Does being fast beyond certain threshold really matter for a workflow engine, though, especially given that many workflows have long-running tasks? What I find matters is multi-tenancy. That is, can a workflow system support as many jobs as a user desires, yet each job gets scheduled and executed as if it is the only one on the workflow engine. For instance, Amazon EC2 and EBS probably have millions of jobs and job queues running at any moment, yet each job has pretty predictable and stable startup delay and execution time. In contrast, each of Nomad and k8s has a global queue that sometimes gets stuck because of bad actors or too many pending jobs (I understand that an orchestrator is far more than just a workflow engine. I'm just contrasting the user experience).
So I agree that for most jobs taking already more than 300ms, a 50ms per job will not be perceivable anymore. What matters is the DX and even though I'm very proud of our performance, a lot of our work is focused on providing a consistently great developer experience in all aspects (vscode extension, instant deployment, etc, etc).

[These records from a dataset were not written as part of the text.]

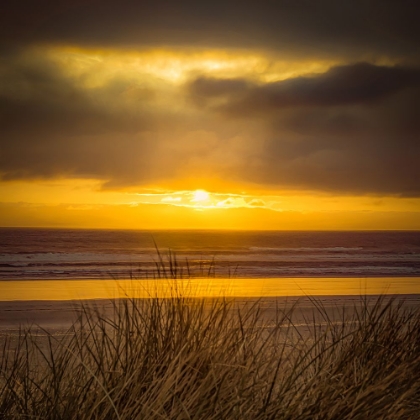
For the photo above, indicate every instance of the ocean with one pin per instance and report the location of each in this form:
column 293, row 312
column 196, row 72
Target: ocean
column 34, row 254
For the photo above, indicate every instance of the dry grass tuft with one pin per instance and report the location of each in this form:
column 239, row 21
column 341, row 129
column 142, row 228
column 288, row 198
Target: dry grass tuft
column 184, row 358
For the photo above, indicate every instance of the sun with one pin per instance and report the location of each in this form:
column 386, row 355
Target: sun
column 200, row 196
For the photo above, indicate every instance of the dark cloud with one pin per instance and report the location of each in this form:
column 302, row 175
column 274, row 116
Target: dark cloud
column 360, row 83
column 321, row 28
column 354, row 128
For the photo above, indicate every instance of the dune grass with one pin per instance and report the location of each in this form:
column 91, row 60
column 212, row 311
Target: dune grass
column 183, row 358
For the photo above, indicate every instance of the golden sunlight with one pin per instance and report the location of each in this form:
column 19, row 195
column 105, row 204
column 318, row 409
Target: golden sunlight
column 200, row 196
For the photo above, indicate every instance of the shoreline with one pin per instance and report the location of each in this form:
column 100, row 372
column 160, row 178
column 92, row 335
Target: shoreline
column 82, row 289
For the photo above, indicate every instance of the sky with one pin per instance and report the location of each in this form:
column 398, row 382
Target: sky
column 286, row 114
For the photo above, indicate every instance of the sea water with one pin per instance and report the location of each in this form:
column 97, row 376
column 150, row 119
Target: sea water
column 34, row 254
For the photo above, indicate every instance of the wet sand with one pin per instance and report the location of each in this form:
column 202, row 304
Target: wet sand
column 56, row 304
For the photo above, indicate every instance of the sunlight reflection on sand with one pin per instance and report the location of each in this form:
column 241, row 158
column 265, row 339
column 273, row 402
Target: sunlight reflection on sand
column 205, row 287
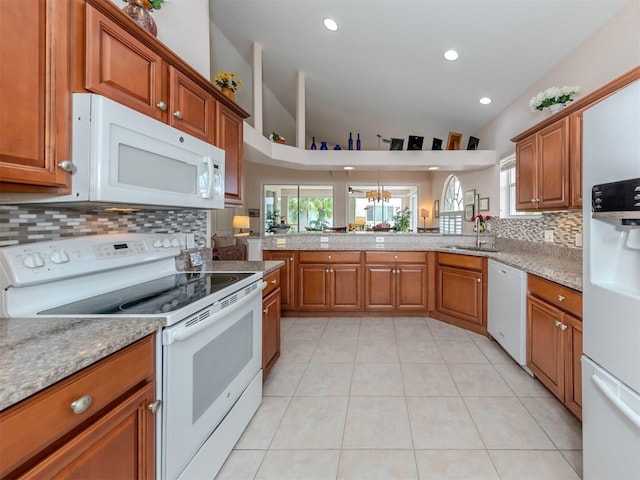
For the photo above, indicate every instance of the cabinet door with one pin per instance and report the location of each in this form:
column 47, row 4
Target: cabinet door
column 460, row 294
column 121, row 68
column 345, row 288
column 411, row 287
column 270, row 331
column 526, row 174
column 573, row 370
column 314, row 287
column 229, row 138
column 192, row 109
column 553, row 168
column 545, row 345
column 36, row 102
column 288, row 275
column 120, row 444
column 380, row 287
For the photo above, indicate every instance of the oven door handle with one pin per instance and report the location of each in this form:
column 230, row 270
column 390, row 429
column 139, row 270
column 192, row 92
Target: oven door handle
column 182, row 332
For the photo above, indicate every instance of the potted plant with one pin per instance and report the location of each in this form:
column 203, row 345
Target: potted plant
column 402, row 219
column 276, row 138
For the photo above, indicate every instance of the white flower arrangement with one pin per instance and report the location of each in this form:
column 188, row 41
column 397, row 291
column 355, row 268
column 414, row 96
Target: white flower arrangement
column 553, row 95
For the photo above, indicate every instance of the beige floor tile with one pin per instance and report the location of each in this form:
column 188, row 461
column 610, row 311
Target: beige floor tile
column 377, row 422
column 382, row 379
column 299, row 465
column 504, row 422
column 332, row 352
column 532, row 465
column 444, row 331
column 563, row 428
column 241, row 465
column 329, row 379
column 574, row 457
column 455, row 464
column 479, row 380
column 263, row 425
column 377, row 465
column 454, row 351
column 377, row 351
column 312, row 422
column 419, row 351
column 522, row 384
column 283, row 379
column 442, row 423
column 423, row 380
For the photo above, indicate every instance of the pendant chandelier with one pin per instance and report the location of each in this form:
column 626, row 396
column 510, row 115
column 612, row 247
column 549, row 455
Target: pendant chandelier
column 379, row 195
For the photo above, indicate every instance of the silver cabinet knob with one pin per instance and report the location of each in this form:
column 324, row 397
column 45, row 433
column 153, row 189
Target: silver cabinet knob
column 80, row 405
column 155, row 406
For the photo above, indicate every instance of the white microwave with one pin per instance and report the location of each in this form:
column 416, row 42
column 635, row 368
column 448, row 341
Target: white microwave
column 122, row 158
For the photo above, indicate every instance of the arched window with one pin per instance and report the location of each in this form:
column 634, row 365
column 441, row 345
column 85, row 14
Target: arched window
column 451, row 206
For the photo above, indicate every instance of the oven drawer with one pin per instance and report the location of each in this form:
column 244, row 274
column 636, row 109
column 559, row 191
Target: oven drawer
column 30, row 426
column 273, row 282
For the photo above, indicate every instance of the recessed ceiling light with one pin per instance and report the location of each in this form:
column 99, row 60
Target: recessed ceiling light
column 330, row 24
column 451, row 55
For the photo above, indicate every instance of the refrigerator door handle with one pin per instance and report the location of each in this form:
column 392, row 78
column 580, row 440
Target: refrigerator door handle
column 619, row 404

However, there is one big benefit to being performant which is that you can use the same stack for performance sensitive jobs such as event-streaming use cases. That remove the duplication of infrastructure. The other benefit is that it improve the developer experience overall with fast previews.
Yes. Just think of how annoying it is when you have to wait 5 seconds instead of 0.5s for a 2FA message, then multiply that by everything that you ever do with your workflow engine. That's not even to speak of cases where running the workflow (e.g. acquiring data) faster is a competitive advantage, although this thing is still probably too slow for truly HFT-level tasks.
Yes it's too slow for HFT, but anything would be too slow for HFT unless it's custom built. You likely want a streaming engine or even hand-optimize all your event handlers to shave-off any nanoseconds.
A workflow engine is indistinguishable from a regular interpreter or runtime, except for the fact it's suspendable (hence can run tasks long).
Ideally a workflow engine being fast means it can be just the platform you write everything in. The artificial separation between "normal" code and "workflow engines" is completely unnecessary. Our platforms are extremely fragmented, pointlessly so. Remote vs local, statically vs dynamically typed, async vs sync, short running vs long running...
If an engine is written without these arbitrary limitations, it can be more.